Published on
April 6, 2024

Joel 2

"After this I will pour out My Spirit on all humanity; then your sons and your daughters will prophesy..."

Author Photo
Steve Wiggins
Author Photo
Steve Wiggins
Read Time
4 minutes
Joel 2
“After this I will pour out My Spirit on all humanity; then your sons and your daughters will prophesy, your old men will have dreams, and your young men will see visions. I will even pour out My Spirit on the male and female slaves in those days. I will display wonders in the heavens and on the earth: blood, fire, and columns of smoke. The sun will be turned to darkness and the moon to blood before the great and awe-inspiring Day of the Lord comes. Then everyone who calls on the name of Yahweh will be saved, for there will be an escape for those on Mount Zion and in Jerusalem, as the Lord promised, among the survivors the Lord calls.” Joel 2:28-32 (HCSB)

As I mentioned in yesterday’s devotional of Joel 1, prophecy in the TANAKH (Old Testament) speaks to three measures of time: 1.) The somewhat immediate future, 2.) The first coming of Jesus/His earthly ministry, and 3.) the 2nd coming of Jesus/the establishment of His Heavenly Kingdom. In today’s chapter, the images are clear enough for the average Bible student to decipher because they speak of events that we are familiar with: 1.) The Babylonian destruction of Jerusalem (Joel’s extended generation), 2.) the Roman destruction of Jerusalem (After Jesus’ resurrection in 70A.D.), and 3.) the coming Day of the Lord as depicted in The Revelation.

As in all three periods, a call has gone out for the people to return to the Lord wholeheartedly.  

“‘Even now—this is the Lord’s declaration— turn to Me with all your heart, with fasting, weeping, and mourning. Tear your hearts, not just your clothes, and return to the Lord your God. For He is gracious and compassionate, slow to anger, rich in faithful love, and He relents from sending disaster. Who knows? He may turn and relent and leave a blessing behind Him, so you can offer grain and wine to the Lord your God.” Joel 2:12-14 (HCSB)

There are false notions about God in the Church at large. One false assumption is that the God of the Old Testament is different from the New Testament God. Some people believe God used to be angry all of the time, judging sin more frequently than in our time. They also think the New Testament God is loving and kind, not so hasty to judge sin, more like a cosmic grandfather. In today’s chapter, Joel tells us that, even in the days of Uzziah, God was merciful, compassionate, and slow to anger.

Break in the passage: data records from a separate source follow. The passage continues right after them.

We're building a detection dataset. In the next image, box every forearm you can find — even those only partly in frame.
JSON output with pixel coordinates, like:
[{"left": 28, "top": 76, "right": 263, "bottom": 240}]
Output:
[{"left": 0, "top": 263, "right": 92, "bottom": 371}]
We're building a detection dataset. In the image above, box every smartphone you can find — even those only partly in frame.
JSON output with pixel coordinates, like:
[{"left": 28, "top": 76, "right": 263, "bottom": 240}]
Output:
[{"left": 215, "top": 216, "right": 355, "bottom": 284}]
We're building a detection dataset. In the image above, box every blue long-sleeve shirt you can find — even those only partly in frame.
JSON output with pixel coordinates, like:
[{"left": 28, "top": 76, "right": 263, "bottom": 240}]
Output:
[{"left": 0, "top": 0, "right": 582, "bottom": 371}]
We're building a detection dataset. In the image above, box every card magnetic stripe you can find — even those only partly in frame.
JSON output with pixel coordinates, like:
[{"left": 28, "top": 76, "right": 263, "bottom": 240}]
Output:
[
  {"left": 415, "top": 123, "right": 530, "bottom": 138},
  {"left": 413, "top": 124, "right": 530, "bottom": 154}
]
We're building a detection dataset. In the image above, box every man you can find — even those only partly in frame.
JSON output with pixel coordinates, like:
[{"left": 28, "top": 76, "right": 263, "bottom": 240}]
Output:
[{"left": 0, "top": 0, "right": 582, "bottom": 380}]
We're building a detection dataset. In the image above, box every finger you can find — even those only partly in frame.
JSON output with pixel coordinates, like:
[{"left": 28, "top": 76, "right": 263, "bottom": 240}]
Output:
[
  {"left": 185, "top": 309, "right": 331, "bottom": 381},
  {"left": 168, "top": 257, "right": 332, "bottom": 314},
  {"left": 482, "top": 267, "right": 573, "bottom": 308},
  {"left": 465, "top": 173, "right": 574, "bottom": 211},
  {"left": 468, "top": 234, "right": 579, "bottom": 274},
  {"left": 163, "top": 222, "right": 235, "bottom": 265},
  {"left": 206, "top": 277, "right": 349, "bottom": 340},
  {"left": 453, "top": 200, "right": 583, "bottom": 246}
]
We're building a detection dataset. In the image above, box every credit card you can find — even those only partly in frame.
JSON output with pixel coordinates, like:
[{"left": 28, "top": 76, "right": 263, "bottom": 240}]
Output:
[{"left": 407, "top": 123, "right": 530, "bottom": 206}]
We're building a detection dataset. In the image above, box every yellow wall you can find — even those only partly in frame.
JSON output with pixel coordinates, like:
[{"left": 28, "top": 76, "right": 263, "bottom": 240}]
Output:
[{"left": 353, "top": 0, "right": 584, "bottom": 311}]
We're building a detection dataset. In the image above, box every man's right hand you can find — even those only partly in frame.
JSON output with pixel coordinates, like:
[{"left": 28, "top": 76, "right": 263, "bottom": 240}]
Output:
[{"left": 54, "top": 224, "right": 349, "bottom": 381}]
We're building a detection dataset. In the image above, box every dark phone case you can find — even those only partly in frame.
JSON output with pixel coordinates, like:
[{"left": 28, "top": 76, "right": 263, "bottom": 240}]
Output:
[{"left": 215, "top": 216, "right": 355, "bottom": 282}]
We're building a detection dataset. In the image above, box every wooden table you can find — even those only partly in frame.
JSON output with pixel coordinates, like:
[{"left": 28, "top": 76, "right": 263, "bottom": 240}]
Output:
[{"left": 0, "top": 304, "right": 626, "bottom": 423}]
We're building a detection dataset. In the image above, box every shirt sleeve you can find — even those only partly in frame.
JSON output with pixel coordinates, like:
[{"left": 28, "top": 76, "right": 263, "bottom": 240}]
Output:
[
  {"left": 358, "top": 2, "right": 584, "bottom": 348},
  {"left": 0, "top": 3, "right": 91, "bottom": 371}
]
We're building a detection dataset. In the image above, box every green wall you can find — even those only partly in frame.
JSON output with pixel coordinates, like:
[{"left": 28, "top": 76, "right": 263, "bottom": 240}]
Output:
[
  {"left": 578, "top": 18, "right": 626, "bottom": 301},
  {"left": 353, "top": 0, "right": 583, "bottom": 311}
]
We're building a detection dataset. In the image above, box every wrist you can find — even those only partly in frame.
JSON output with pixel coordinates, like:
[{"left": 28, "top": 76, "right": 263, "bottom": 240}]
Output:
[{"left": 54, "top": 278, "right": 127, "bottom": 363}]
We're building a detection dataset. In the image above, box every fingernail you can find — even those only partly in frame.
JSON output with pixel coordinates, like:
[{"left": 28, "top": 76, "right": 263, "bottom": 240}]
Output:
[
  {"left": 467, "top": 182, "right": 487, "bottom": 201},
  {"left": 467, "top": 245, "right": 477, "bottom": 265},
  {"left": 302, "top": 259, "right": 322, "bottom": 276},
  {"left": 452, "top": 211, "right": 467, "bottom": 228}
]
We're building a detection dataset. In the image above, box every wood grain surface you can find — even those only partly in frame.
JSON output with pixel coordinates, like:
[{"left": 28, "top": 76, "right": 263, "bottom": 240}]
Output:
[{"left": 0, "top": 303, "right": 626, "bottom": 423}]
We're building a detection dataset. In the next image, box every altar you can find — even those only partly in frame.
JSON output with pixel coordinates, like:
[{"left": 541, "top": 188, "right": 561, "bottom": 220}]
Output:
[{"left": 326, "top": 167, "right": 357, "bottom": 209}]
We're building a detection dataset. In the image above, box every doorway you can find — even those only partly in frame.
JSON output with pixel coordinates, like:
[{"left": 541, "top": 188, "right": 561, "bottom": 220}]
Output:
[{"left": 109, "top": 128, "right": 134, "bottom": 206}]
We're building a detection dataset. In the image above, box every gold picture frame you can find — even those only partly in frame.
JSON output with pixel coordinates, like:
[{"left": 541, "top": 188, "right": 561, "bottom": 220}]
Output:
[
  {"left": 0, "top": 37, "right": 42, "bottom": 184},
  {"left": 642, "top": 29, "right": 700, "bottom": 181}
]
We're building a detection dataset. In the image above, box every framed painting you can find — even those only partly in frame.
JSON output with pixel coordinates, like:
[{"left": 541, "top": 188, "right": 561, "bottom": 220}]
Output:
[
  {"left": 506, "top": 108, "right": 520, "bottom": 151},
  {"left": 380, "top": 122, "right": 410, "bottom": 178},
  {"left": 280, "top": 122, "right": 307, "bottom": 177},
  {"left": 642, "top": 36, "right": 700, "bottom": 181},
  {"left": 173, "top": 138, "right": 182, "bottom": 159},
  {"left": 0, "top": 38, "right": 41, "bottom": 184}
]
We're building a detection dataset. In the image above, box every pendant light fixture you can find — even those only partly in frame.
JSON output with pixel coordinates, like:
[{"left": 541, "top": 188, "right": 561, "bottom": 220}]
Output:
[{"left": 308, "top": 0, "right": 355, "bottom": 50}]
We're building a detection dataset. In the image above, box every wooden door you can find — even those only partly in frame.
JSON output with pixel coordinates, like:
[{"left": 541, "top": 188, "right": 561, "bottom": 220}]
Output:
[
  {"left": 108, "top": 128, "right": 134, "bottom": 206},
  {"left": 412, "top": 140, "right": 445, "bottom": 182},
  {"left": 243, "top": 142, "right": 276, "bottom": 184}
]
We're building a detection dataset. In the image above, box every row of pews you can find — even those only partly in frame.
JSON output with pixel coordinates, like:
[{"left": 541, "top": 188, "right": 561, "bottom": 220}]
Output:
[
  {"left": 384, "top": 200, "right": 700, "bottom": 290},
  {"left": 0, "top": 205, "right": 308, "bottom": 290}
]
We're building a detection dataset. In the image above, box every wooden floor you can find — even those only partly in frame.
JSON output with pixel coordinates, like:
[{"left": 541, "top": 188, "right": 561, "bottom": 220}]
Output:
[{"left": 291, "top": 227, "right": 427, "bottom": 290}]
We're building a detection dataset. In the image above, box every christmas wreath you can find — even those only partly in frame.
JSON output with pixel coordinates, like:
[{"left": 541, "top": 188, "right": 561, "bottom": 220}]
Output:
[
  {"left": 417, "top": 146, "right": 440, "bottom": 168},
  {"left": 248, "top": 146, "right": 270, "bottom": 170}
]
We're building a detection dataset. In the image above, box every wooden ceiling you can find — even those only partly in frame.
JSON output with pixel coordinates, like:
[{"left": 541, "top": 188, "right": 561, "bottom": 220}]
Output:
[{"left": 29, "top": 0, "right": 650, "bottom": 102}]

Another false notion is that the Old Testament was written to the Jewish people alone. Today’s passage (from the Old Testament) reveals that God has always planned to pour out His Spirit on “all humanity.” In fact, that happened when the Holy Spirit was given on the Day of Shavuot (Pentecost) in Acts 2. Important to note is that “all humanity” does not mean “everybody.” It refers to the fact that people from every nation and tongue will believe in Messiah Jesus, and God will give His Spirit to all who place their faith in His Son’s atoning work. Also, among the survivors are “those who are called,” i.e., Jewish believers are seen mixed with the Gentile believers, yet still distinguished as Jews in the New Jerusalem, as they are, even today.